The last three months, mark yet another quarter of record-high earnings for U.S businesses classified as being in the middle market, according to an index compiled by RSM International, a multinational network of accounting and auditing firms headquartered in London.
Middle market businesses are businesses earning anywhere from $10 million to $1 billion a year.
The index is compiled and published every quarter in conjunction with the U.S. Chamber of Commerce.
The most recent findings, notes Neil Bradley, executive vice-president of the Chamber, show “optimism and continued growth” in middle market companies.
And those companies, Bradley added in a statement, represent “more than one-third of U.S. jobs.”
With index responses above 100 representing optimism, and anything below that number classified as pessimism, the most recent total RSM Middle Market Index score works out to 134.4.

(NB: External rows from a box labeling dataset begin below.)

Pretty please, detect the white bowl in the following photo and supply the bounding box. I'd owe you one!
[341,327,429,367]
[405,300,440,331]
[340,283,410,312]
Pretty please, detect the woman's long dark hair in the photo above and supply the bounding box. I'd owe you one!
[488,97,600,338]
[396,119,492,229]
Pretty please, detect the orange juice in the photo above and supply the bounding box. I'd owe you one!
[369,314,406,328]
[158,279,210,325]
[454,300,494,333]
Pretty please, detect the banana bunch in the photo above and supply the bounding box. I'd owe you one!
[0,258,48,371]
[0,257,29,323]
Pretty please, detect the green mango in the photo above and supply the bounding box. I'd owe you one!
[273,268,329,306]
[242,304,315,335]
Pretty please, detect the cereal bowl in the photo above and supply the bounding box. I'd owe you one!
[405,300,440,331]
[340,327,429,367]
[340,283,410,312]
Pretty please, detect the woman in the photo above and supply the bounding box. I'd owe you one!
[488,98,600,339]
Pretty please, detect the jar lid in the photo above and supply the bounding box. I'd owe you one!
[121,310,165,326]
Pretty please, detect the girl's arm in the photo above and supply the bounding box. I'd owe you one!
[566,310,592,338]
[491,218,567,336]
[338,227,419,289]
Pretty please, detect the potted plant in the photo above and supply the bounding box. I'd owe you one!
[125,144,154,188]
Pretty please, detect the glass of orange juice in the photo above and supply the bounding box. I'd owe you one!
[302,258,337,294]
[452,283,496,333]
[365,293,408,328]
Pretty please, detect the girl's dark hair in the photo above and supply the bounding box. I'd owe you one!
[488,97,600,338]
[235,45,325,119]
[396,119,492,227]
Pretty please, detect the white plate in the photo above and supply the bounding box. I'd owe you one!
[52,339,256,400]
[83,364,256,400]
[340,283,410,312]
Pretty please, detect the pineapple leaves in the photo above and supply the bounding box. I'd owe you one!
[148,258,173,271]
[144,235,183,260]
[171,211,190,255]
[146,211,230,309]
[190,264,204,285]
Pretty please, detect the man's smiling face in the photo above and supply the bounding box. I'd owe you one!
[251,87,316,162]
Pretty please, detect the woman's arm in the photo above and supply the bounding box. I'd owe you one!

That number is in line with the 134.5 and 136.7 scored respectively in the first two quarters of this year, and is only the latest indication of a trend that has been overwhelmingly on the up side since the spring of 2015.
Such strong index showings, notes Joe Brusuelas, chief economist with RSM, “imply a sustained period of strong economic growth heading into the final three months of 2018 and next year.”
Some 62 percent of middle market executives participating in the index survey say their company’s revenues increased in the third quarter, a 5 percent jump over the previous quarter.
More important, 67 percent said they expect revenues to increase in the next six months.
Despite these good numbers, respondents are worried about the Trump Administration’s tariff policies and trying to figure out the best way to respond.
“Some 30 percent of businesses indicate they increased their inventory levels, while 40 percent state they expect to do so,” writes Brusuelas, adding: “Some middle market businesses could be caught off ground if the trade spats intensify or result in increasing production costs.”
As with the construction industry in general, the most recent RSM Index findings indicate that middle market companies are struggling to “attract qualified talent in this booming economy.”
Brusuelas adds that because of the labor shortage some middle market companies are “testing new strategies to make use of their existing employee base.”
Those companies are additionally increasing their investments in technology, and “taking advantage of automation.”